‘What Do We Do When Our Government Becomes The Inactive Bystander?’ – An Open Letter To PM Modi

Posted by Somya Bajaj in Society
April 22, 2018

Dear Prime Minister Modi,

In a school 15 kilometres from Kullu, Himachal Pradesh, 23 children wrote an essay on ‘What I would do as Prime Minister of India’. All the essays had a pattern. They expressed their dream to get rid of domestic violence in their houses, ensure the safety of women and break barriers of caste that drew lines between friends. Some even mentioned they wanted to join the army. You too might have a wish list, and I am sure these points feature in that list.

Only a person who has worked in the field and closely interacted with many people is capable of bringing change. Your journey is inspiring in itself. From being a common man to a successful Chief Minister and now Prime Minister, you have seen the atrocities and social evils in our country very closely. Being a husband and a son you have seen the domestic challenges and generational gaps, communal violence and social and economic backwardness.

When you became the leader of this great country, people attached immense hope to you. I too am one of those people. But this time like many, I am disappointed. Not just by the delay in your response, but the lack of stringent measures.

We acknowledge that as a leader you have many things to address and challenges to fix, but the rape case in Kathua and soon after in Nagpur in addition to the burning of Rohingya camps in Delhi are inhuman acts happening under your leadership. Globally verified theories say that involving the bystander and encouraging them to actively engage when violence is observed is the best way to stop it. But what do we do when our Government becomes the inactive bystander?

The politics of the region might be important. But does anything compare to the life of a child, the eroding dignity of the citizens? Going by trends in politics, the opposition might look for an opportunity to criticise, pull a string that goes against you and causes your electoral base to shake. But the citizens of the country are looking at your actions and awaiting an outcome that moves us away from this darkness.

You have been named as one of the Most Influential People in the World and your actions matter. What you choose to speak on influences social norms. When you remain silent on this matter, it signals to the perpetrators of horrific crimes that their actions are accepted. It fuels those who would have otherwise been scared to commit these heinous acts. When you speak, the world listens, analyses and follows. We need to work hard to make this world a safe place for women. The social norms need to change. A huge part of this is to change mindsets of people, which your actions can heavily influence and eventually achieve.

I believe there are leaders in the state and in parties that are a part of the BJP coalition, that have an obligation, mass following and opportunity to step up and speak up. In addition to you, it is their responsibility to reach out to the people that they laid down a long list of promises to. This is the time to promote transparency in government and empathy in social relations rather than drawing lines that break us into pieces that cannot be repaired. We need statesmanship and not politics.

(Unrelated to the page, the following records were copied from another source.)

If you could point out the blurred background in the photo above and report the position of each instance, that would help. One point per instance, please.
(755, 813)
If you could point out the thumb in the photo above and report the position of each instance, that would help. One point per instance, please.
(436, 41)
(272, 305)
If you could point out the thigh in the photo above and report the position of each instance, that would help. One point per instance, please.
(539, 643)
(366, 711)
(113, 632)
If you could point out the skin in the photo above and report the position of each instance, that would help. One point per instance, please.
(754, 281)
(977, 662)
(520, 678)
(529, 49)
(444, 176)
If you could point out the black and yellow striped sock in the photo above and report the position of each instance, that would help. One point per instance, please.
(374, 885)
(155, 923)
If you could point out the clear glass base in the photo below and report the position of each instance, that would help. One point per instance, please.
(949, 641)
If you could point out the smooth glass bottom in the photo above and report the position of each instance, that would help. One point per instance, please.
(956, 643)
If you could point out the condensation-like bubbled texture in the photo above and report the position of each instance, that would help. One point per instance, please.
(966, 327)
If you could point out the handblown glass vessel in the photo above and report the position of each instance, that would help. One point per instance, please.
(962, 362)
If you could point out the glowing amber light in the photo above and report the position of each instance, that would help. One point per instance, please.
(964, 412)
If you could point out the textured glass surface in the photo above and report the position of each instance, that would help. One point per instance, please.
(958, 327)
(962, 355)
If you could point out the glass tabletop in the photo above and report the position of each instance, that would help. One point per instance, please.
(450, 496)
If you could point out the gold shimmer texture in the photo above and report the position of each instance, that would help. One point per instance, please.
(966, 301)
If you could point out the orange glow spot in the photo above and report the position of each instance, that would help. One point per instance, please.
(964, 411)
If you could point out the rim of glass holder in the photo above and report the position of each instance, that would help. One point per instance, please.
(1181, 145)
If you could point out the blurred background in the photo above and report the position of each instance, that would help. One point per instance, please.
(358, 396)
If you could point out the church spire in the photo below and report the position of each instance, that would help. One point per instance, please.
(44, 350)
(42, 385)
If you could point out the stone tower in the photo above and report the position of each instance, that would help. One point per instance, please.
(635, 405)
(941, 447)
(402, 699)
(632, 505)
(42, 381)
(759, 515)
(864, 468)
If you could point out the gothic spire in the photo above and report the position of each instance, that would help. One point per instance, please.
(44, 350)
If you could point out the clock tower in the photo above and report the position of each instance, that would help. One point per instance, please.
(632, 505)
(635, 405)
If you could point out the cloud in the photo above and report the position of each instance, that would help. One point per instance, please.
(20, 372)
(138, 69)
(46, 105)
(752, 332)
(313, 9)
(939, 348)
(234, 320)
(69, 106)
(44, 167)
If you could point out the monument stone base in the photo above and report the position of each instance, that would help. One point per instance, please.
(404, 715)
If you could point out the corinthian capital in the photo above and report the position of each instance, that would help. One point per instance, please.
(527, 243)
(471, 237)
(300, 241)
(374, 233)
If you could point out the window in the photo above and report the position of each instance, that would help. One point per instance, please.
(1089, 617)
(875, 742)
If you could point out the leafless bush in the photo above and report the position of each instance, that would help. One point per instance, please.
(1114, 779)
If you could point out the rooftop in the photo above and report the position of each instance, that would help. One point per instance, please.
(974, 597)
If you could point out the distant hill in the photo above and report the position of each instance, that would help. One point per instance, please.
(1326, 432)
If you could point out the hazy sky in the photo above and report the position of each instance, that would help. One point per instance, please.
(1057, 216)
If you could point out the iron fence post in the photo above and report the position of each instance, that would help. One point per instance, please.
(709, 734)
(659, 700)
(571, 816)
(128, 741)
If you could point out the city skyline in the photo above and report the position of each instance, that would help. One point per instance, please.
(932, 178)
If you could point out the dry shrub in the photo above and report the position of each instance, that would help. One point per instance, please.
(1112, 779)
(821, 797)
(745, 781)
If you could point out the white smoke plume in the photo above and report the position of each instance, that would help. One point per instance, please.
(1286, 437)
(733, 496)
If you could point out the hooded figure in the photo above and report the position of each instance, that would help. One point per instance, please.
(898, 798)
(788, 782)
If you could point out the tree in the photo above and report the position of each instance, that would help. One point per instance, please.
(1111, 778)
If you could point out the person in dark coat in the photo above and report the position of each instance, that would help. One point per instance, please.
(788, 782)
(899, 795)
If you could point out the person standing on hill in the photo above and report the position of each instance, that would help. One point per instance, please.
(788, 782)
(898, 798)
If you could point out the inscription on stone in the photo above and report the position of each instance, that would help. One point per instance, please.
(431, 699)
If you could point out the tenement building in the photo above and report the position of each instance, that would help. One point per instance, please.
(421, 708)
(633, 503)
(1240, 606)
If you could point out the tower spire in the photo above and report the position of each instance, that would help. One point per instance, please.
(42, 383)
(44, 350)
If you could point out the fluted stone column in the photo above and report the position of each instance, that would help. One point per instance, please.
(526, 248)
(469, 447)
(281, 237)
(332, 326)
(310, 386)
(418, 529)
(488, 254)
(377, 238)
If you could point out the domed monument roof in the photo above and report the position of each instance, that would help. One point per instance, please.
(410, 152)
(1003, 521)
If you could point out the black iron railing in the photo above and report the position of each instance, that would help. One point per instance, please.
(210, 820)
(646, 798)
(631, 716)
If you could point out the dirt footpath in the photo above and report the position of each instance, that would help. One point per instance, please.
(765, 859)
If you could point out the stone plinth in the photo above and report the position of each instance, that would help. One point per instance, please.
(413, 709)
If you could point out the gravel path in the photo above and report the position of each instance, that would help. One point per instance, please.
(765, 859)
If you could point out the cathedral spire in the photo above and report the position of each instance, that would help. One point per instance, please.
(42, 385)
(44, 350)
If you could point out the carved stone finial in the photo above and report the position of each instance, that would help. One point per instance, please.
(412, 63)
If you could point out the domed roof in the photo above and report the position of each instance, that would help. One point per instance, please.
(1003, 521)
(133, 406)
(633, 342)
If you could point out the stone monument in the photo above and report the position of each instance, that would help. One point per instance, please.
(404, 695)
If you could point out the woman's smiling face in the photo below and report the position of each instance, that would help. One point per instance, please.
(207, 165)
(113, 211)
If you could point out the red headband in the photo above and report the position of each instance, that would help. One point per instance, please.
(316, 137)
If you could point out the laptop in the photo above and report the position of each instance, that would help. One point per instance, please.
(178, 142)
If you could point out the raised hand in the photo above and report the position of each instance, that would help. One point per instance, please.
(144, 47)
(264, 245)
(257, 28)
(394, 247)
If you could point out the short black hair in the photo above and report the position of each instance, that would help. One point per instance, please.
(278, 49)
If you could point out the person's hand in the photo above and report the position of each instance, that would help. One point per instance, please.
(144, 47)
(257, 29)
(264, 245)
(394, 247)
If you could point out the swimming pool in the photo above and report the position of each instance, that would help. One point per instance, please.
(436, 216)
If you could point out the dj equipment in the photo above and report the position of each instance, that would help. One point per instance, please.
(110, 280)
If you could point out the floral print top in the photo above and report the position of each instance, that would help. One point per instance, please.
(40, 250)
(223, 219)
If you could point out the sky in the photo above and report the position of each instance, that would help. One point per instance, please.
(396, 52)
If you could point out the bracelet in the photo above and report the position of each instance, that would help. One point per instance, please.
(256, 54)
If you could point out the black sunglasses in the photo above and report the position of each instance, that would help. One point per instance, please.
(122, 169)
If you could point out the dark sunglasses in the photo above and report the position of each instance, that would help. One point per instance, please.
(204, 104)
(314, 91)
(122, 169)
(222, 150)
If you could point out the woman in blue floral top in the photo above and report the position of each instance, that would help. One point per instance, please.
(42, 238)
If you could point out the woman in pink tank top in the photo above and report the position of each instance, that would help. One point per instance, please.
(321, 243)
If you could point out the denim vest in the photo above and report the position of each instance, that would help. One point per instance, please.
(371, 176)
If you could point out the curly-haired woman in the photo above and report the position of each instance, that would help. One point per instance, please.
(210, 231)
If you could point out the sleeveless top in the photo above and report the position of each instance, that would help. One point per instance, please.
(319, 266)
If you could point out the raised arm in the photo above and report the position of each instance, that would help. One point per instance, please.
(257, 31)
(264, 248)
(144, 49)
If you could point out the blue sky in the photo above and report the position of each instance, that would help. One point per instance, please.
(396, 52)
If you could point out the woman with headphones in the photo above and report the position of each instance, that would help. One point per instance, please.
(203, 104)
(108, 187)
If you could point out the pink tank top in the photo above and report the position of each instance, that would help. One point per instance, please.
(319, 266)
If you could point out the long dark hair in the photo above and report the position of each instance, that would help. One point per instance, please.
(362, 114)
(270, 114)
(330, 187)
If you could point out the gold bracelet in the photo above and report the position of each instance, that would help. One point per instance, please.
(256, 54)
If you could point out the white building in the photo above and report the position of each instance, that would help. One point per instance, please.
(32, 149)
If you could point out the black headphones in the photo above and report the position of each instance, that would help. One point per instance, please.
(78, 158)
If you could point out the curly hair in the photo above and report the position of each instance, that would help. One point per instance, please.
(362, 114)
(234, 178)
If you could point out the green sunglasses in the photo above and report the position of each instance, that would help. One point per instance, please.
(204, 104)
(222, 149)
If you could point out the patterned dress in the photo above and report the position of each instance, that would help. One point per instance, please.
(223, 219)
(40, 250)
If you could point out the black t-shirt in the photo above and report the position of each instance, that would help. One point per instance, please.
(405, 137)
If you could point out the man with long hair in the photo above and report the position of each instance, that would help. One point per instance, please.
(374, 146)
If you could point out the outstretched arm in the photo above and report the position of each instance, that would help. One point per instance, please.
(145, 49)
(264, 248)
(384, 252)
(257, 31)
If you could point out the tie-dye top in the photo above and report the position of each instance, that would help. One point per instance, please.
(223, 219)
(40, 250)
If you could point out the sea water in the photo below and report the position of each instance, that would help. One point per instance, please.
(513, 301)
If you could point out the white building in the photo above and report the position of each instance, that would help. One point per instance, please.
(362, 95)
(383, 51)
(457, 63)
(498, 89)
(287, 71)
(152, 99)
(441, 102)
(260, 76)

Seeking life imprisonment or death penalty and not mere resignation is one way to deal with the issue. Making laws more stringent and effectively using technology to ensure implementation of these laws like you have in the first half of your term will ease the country’s feelings of anger and helplessness. This is a time that can unite us all; please do not let politics fragment us further.

I am a student at the Woodrow Wilson School of Public Affairs at Princeton University, and in every class, we discuss India as a successful democracy. We discuss how despite its painful colonial history, internal and regional conflict, it has been able to uphold its sovereignty.  Let us not fragment into pieces at this time. A greater attention to these issues, stringent steps to fix it, and work towards a project that unites us will bring people together and isolate those who want to manipulate and reap profit from this situation.